Abu Dhabi boosted its public spending to a record high of more than $53 billion (Dh194.67bn) in 2009 because of higher development expenditure and financial commitments to Dubai and local banks, a key Saudi bank said yesterday.
Development spending alone is believed to have swelled by around 22 per cent to $4.3bn last year while the emirate's annual contribution to the federal UAE budget grew by about 18 per cent to $19.6bn. Current expenditure, involving salaries to civil servants and other categories, is believed to have been cut.
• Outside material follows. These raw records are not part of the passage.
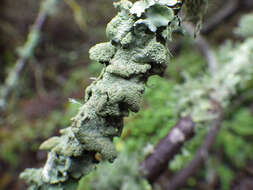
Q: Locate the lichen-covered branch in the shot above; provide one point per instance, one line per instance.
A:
(26, 51)
(136, 50)
(167, 148)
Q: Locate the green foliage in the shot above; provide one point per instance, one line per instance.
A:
(245, 26)
(131, 56)
(123, 174)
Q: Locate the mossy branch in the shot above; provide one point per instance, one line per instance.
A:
(136, 50)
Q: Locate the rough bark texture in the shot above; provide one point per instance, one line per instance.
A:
(136, 50)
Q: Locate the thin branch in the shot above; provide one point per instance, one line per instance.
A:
(32, 42)
(204, 48)
(168, 147)
(181, 178)
(230, 8)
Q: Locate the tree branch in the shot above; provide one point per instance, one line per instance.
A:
(225, 12)
(167, 148)
(204, 48)
(181, 178)
(25, 53)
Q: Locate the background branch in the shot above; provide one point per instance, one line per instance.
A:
(167, 148)
(181, 178)
(25, 52)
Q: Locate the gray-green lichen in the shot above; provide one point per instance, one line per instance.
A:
(134, 52)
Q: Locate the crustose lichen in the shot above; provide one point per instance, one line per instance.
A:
(136, 50)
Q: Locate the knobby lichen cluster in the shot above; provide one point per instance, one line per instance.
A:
(136, 50)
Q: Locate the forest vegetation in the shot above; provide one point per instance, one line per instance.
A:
(190, 97)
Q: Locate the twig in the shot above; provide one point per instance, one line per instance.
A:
(181, 178)
(167, 148)
(204, 48)
(28, 48)
(221, 15)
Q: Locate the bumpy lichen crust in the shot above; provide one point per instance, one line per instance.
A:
(132, 55)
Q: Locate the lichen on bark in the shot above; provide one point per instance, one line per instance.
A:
(134, 52)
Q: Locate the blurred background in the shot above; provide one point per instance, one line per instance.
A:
(51, 53)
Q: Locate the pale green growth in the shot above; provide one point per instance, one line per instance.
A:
(236, 70)
(134, 52)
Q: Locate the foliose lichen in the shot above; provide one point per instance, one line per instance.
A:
(136, 50)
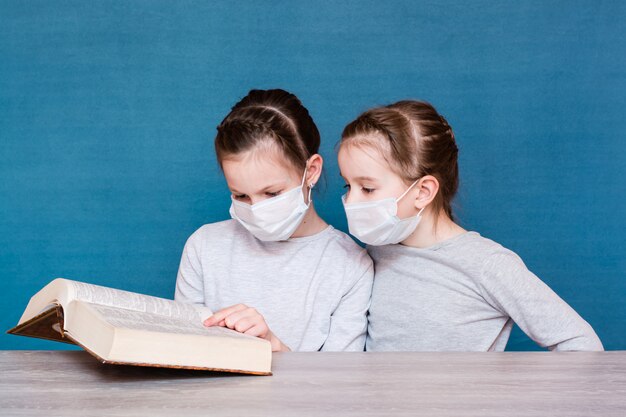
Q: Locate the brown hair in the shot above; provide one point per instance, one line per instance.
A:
(418, 141)
(275, 117)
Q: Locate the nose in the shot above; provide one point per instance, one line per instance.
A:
(347, 199)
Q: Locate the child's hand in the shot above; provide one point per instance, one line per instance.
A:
(246, 320)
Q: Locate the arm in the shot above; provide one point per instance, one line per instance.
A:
(348, 323)
(190, 281)
(548, 320)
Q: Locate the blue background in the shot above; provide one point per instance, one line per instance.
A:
(108, 112)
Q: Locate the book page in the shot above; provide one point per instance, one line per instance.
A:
(111, 297)
(141, 320)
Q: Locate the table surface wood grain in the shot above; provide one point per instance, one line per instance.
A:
(72, 383)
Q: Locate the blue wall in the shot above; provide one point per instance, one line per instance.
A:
(108, 111)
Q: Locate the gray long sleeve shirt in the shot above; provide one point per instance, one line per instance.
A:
(464, 295)
(313, 291)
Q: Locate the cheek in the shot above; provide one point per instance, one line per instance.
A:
(406, 208)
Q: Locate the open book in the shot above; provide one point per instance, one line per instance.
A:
(122, 327)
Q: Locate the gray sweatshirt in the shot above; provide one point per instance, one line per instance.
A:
(464, 295)
(313, 291)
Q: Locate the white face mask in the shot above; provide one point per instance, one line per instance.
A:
(376, 222)
(276, 218)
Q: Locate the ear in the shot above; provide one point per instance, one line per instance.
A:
(428, 188)
(314, 170)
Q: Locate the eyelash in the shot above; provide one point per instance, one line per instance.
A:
(244, 196)
(364, 189)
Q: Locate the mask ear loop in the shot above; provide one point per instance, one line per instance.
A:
(407, 190)
(311, 185)
(405, 193)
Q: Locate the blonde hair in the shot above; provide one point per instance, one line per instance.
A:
(416, 141)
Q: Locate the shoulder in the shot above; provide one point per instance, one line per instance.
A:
(343, 250)
(217, 233)
(498, 262)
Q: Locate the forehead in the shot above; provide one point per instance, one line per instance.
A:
(256, 169)
(360, 159)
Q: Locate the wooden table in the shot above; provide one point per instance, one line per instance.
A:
(72, 383)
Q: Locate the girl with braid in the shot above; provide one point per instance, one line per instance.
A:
(437, 287)
(276, 270)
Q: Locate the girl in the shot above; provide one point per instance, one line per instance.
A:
(442, 287)
(276, 270)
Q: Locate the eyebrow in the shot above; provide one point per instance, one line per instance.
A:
(362, 178)
(277, 184)
(365, 179)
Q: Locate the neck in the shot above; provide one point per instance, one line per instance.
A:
(433, 229)
(311, 224)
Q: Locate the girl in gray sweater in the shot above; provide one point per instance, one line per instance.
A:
(276, 270)
(437, 287)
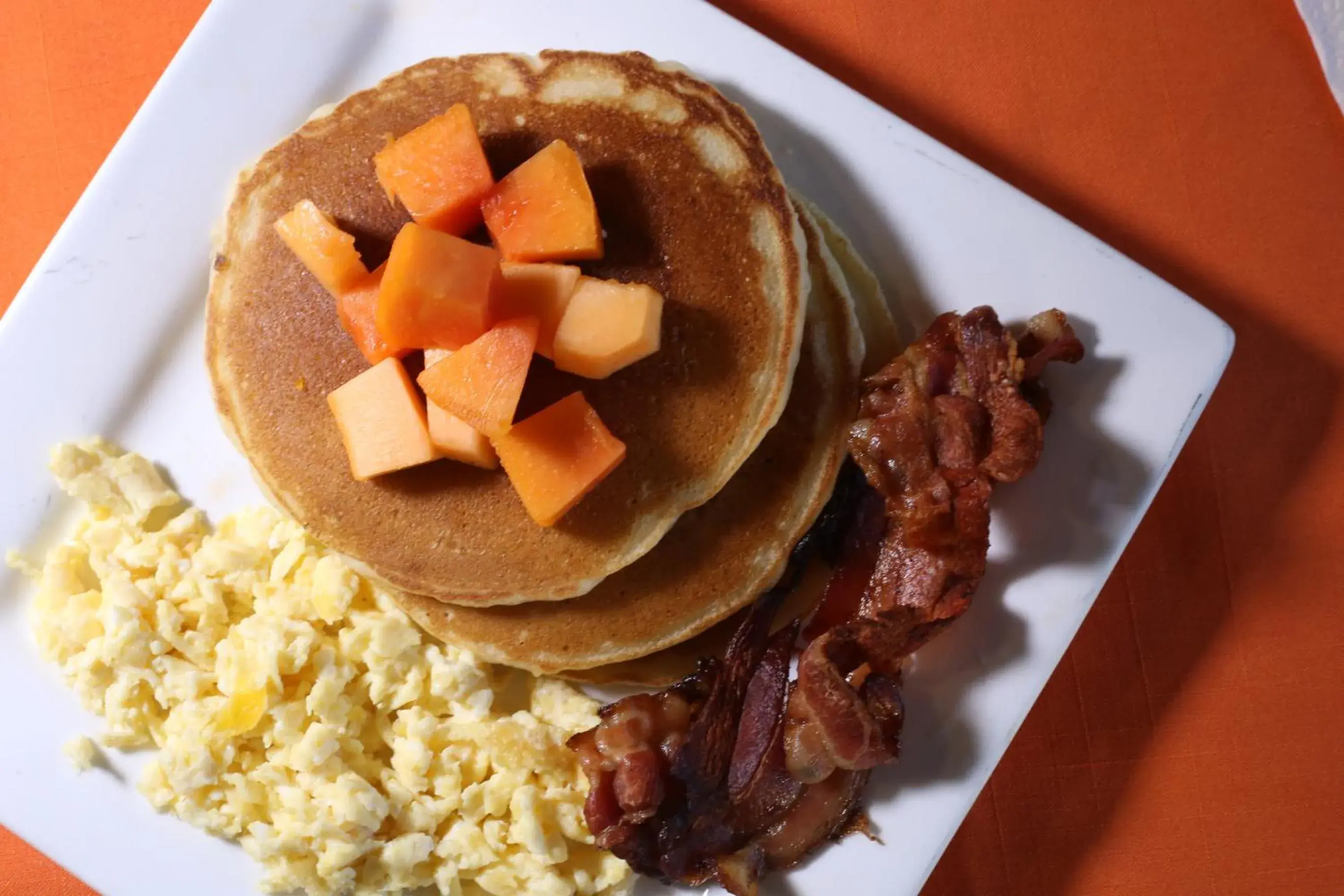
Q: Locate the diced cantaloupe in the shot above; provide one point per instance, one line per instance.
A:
(543, 210)
(357, 309)
(481, 382)
(538, 291)
(437, 291)
(558, 456)
(439, 171)
(452, 436)
(382, 421)
(326, 251)
(608, 326)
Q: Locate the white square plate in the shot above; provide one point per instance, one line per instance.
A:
(107, 339)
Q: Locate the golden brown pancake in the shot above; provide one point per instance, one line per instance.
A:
(691, 205)
(720, 557)
(881, 346)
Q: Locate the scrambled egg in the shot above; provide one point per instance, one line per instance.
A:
(81, 752)
(296, 710)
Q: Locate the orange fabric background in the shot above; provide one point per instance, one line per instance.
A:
(1190, 743)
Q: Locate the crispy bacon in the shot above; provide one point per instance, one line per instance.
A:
(737, 772)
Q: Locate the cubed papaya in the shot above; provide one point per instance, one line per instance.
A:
(483, 381)
(439, 171)
(326, 251)
(357, 309)
(450, 434)
(382, 421)
(537, 291)
(437, 291)
(608, 326)
(558, 456)
(543, 210)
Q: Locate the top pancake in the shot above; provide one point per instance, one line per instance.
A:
(720, 557)
(881, 343)
(690, 203)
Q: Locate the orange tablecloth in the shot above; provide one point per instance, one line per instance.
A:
(1191, 741)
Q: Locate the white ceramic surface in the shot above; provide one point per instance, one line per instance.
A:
(105, 337)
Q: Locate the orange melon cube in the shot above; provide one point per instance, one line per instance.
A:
(452, 436)
(437, 291)
(543, 210)
(537, 291)
(382, 421)
(608, 326)
(558, 456)
(326, 251)
(439, 171)
(357, 309)
(483, 382)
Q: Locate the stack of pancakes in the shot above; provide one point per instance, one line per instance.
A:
(734, 429)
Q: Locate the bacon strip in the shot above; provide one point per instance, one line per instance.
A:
(737, 772)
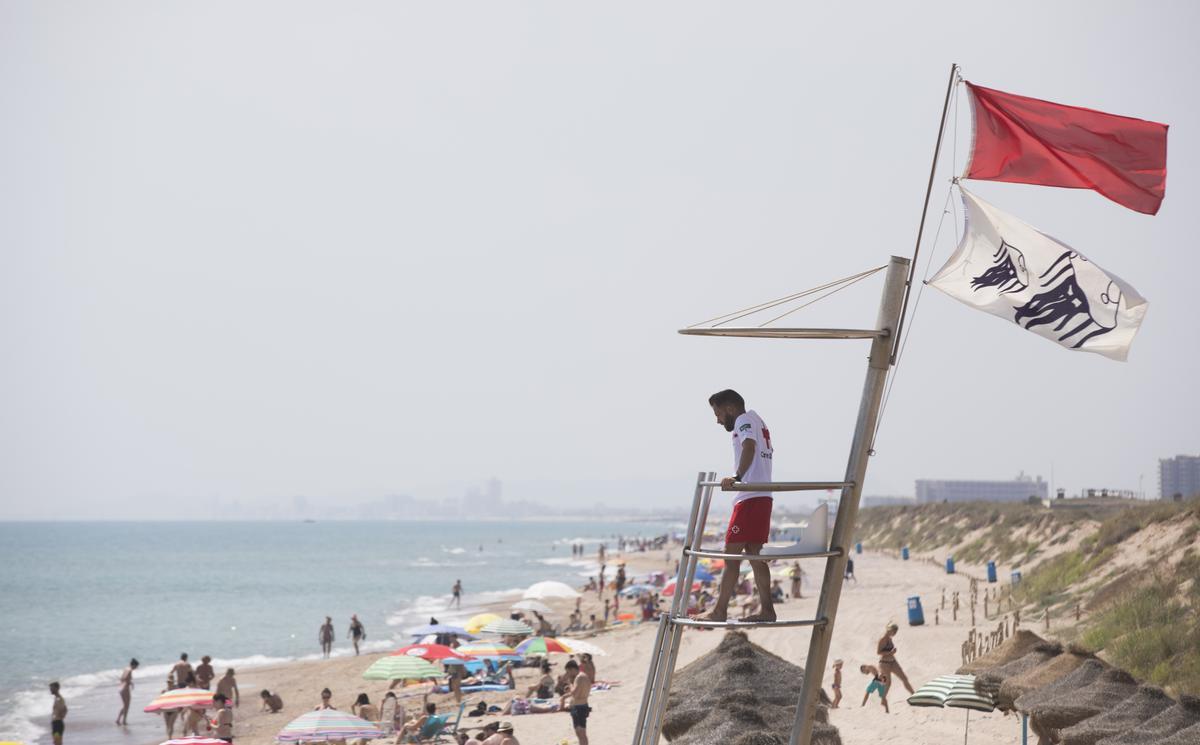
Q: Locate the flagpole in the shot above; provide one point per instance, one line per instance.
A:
(924, 211)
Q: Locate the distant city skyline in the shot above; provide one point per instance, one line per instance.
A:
(406, 250)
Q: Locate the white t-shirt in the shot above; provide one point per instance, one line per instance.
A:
(749, 426)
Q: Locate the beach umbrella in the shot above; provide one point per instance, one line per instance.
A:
(581, 647)
(479, 622)
(544, 646)
(637, 589)
(430, 652)
(669, 590)
(532, 605)
(543, 590)
(508, 626)
(325, 725)
(957, 691)
(426, 630)
(181, 698)
(490, 649)
(401, 667)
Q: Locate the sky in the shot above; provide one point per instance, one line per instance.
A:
(253, 251)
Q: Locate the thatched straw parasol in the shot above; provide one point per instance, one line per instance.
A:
(1189, 736)
(1105, 691)
(1182, 718)
(1146, 703)
(739, 694)
(989, 680)
(1041, 676)
(1081, 677)
(1013, 648)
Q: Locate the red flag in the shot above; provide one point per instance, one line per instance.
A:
(1026, 140)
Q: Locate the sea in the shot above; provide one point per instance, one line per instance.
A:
(78, 600)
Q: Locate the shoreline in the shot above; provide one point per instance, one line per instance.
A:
(91, 695)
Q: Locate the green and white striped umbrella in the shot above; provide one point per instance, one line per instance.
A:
(401, 667)
(957, 691)
(508, 626)
(953, 691)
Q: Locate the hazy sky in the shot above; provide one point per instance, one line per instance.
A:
(256, 250)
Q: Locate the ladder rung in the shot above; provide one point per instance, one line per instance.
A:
(790, 332)
(763, 557)
(737, 624)
(784, 486)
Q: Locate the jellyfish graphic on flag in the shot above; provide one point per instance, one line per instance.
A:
(1009, 269)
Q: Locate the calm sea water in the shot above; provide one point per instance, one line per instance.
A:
(77, 600)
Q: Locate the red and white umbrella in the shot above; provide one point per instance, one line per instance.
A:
(181, 698)
(431, 652)
(669, 590)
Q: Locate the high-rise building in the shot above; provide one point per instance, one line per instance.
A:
(1179, 475)
(1018, 490)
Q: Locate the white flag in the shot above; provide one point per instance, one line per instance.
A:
(1009, 269)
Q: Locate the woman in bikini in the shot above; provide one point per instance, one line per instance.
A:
(888, 665)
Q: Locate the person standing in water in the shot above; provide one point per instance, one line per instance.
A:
(750, 521)
(357, 632)
(325, 636)
(126, 689)
(58, 714)
(888, 665)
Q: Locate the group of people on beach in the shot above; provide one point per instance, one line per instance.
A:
(881, 674)
(325, 635)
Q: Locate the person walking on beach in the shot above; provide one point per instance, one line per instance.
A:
(797, 580)
(357, 632)
(576, 696)
(879, 683)
(181, 671)
(837, 684)
(887, 652)
(325, 636)
(58, 714)
(750, 520)
(228, 688)
(222, 724)
(126, 689)
(204, 672)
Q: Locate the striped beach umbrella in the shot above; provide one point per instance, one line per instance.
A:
(507, 626)
(957, 691)
(580, 647)
(431, 652)
(541, 590)
(543, 646)
(325, 725)
(181, 698)
(401, 667)
(478, 622)
(490, 649)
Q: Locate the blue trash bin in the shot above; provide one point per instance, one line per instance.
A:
(916, 614)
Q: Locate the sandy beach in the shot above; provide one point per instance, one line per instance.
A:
(877, 598)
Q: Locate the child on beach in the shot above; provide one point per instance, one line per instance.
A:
(879, 683)
(837, 683)
(750, 521)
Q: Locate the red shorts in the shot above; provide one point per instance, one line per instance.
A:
(750, 521)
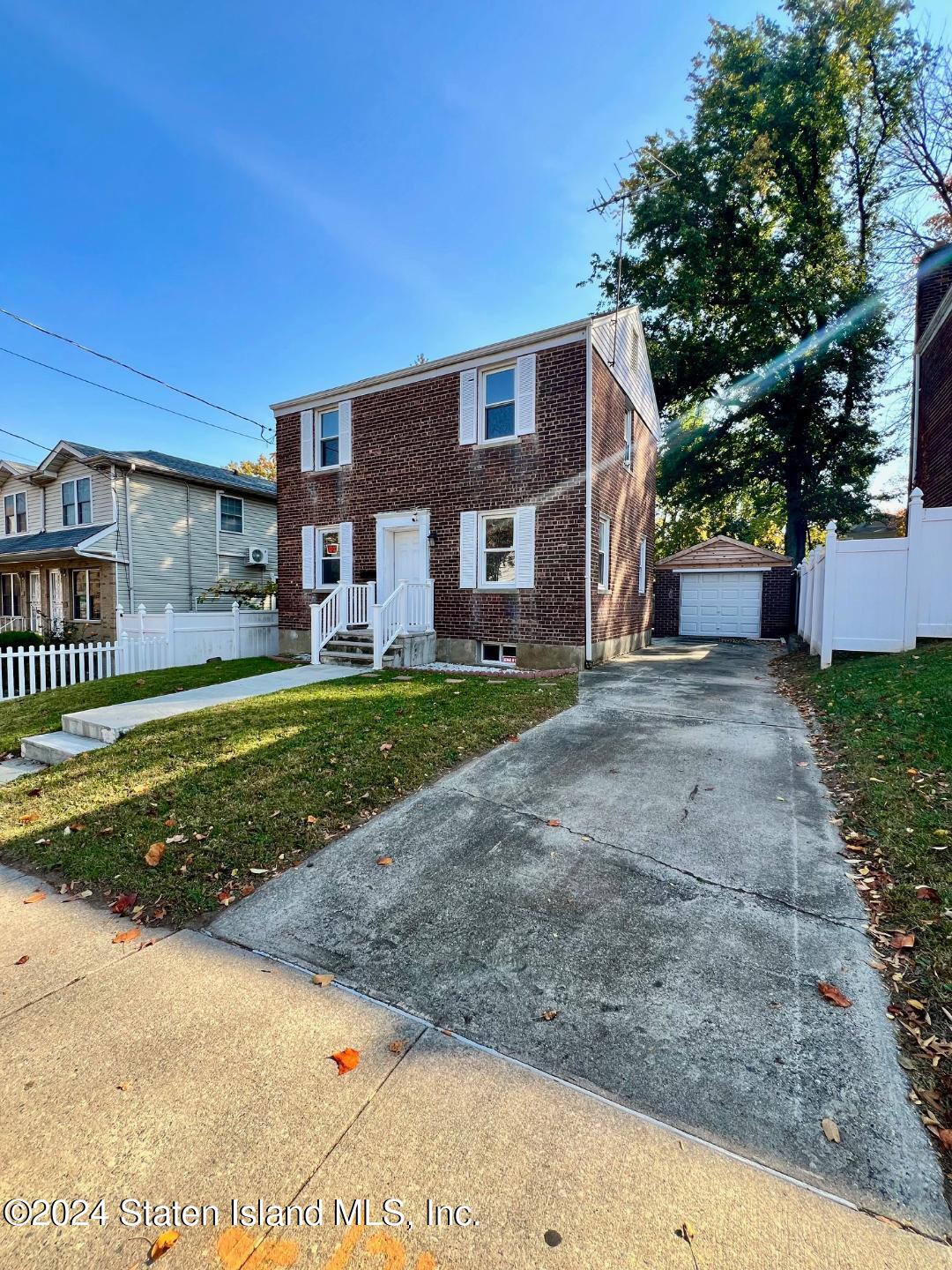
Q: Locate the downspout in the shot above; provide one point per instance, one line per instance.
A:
(130, 566)
(588, 497)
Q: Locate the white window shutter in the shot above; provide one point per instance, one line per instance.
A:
(525, 395)
(346, 550)
(469, 381)
(467, 550)
(308, 441)
(344, 432)
(525, 546)
(308, 579)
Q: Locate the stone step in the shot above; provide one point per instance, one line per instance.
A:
(56, 747)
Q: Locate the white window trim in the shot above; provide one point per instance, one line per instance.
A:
(481, 585)
(86, 621)
(11, 493)
(235, 498)
(606, 522)
(481, 407)
(75, 482)
(320, 530)
(317, 417)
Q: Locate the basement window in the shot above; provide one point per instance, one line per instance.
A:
(499, 654)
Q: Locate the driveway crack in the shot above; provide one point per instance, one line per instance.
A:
(845, 923)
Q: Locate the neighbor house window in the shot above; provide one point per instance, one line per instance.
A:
(605, 551)
(231, 514)
(499, 654)
(328, 557)
(77, 502)
(498, 404)
(11, 594)
(328, 438)
(86, 596)
(16, 513)
(498, 550)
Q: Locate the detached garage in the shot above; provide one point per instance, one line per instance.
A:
(724, 588)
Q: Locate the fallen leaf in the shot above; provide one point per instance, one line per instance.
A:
(346, 1061)
(163, 1244)
(830, 1129)
(155, 854)
(833, 995)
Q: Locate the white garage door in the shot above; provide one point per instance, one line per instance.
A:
(721, 603)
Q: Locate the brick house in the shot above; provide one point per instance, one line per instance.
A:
(931, 455)
(512, 488)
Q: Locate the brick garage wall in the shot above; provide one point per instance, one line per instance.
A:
(666, 602)
(777, 602)
(406, 455)
(933, 474)
(628, 499)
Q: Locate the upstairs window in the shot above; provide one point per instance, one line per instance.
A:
(498, 413)
(231, 514)
(329, 438)
(16, 513)
(77, 502)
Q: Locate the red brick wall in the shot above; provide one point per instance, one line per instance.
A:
(628, 501)
(933, 469)
(406, 455)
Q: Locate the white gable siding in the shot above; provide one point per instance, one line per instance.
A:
(631, 369)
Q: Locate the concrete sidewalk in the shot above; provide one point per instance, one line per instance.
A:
(658, 868)
(192, 1072)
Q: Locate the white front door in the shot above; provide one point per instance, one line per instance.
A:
(406, 557)
(721, 603)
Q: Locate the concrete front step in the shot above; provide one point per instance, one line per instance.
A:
(56, 747)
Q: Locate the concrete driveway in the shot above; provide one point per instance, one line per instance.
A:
(678, 920)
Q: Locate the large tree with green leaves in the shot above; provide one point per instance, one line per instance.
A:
(756, 268)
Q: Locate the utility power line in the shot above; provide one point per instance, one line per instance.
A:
(133, 370)
(130, 397)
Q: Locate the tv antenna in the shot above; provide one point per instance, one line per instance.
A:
(619, 197)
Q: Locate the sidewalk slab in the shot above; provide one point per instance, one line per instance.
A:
(192, 1072)
(108, 723)
(63, 940)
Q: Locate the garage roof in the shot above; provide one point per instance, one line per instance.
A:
(723, 553)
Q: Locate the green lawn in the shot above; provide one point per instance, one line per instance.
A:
(26, 716)
(240, 791)
(888, 724)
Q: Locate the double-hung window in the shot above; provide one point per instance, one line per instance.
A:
(16, 513)
(498, 550)
(77, 502)
(86, 596)
(11, 594)
(605, 551)
(328, 557)
(498, 404)
(329, 438)
(231, 514)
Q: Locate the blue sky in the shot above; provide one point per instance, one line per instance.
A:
(254, 201)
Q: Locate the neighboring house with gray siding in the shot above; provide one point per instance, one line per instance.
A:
(88, 528)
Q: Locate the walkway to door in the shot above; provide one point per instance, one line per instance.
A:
(641, 895)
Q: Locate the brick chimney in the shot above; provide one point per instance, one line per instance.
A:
(933, 280)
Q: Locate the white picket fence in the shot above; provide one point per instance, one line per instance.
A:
(196, 637)
(25, 671)
(879, 594)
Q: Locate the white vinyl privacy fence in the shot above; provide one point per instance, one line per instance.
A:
(879, 594)
(196, 637)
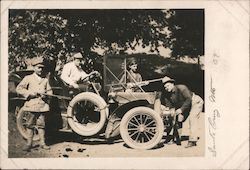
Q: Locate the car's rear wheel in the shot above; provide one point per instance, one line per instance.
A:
(141, 128)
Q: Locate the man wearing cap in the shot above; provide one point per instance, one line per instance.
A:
(72, 72)
(185, 103)
(32, 87)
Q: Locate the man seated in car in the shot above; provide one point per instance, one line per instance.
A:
(132, 77)
(74, 75)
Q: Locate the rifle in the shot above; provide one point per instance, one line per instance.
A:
(57, 96)
(176, 134)
(142, 83)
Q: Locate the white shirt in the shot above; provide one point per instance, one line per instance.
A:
(72, 74)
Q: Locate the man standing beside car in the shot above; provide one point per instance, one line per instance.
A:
(33, 87)
(185, 103)
(73, 74)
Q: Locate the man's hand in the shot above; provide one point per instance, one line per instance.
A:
(32, 95)
(94, 73)
(178, 111)
(76, 86)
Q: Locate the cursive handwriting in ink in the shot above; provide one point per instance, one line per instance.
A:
(215, 114)
(212, 91)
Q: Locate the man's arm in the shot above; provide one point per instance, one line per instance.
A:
(187, 94)
(65, 75)
(22, 87)
(48, 88)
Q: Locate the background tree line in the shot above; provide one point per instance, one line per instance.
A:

According to the Saudi American Bank Group (Samba), domestic loans and equity investments were initially programmed to fall back sharply to $4.9bn, following what it described as a crisis-related spike to $13.7bn in 2008. "However, it is clear that actual spending in this category was much higher, given Abu Dhabi's $4.4bn bank capital injection, and financial support to both its government related enterprises (GREs), as well as Dubai. Rough estimates suggest that spending totalled around $53.4bn in 2009," Samba said in its monthly economic bulletin, sent to Emirates Business.
The bank believed Abu Dhabi, the main oil and gas producer in the UAE, resorted to oil proceeds from the Abu Dhabi National Oil Company (Adnoc) and sovereign bonds, as well as its massive overseas assets to finance the budget rise. It referred to the Abu Dhabi Investment Authority (Adia), which controls the bulk of the emirate's assets abroad and is one of the world's largest sovereign wealth funds.
"Given the slump in oil revenues, we assume that this was financed through dividend payments from Adnoc [which are usually retained or transferred to Adia], the proceeds of the $3bn sovereign bond issue, and a significant drawdown of funds from Adia," it said.
"Looking ahead, the uncertainty over what additional payments the Abu Dhabi Government needs to factor into its 2010 budget may be the reason behind its delayed announcement," said the report.
"These payments are likely to include support for Dubai [the $5bn announced late last year will be in the 2010 budget, but more may be needed], and possibly new capital injections for banks and sustained finance for GREs. It may be that the 2010 budget will not be finalised until there is some resolution to the DW [Dubai World] restructuring, and hence a better idea of potential financing needs. On the plus side, oil revenues are projected to be stronger and should provide a welcome fiscal buffer."
Samba, one of the largest banks in Saudi Arabia, cited the recent report by the International Monetary Fund (IMF), which said the UAE's financial position remains strong despite lower revenue and Dubai's debt issue.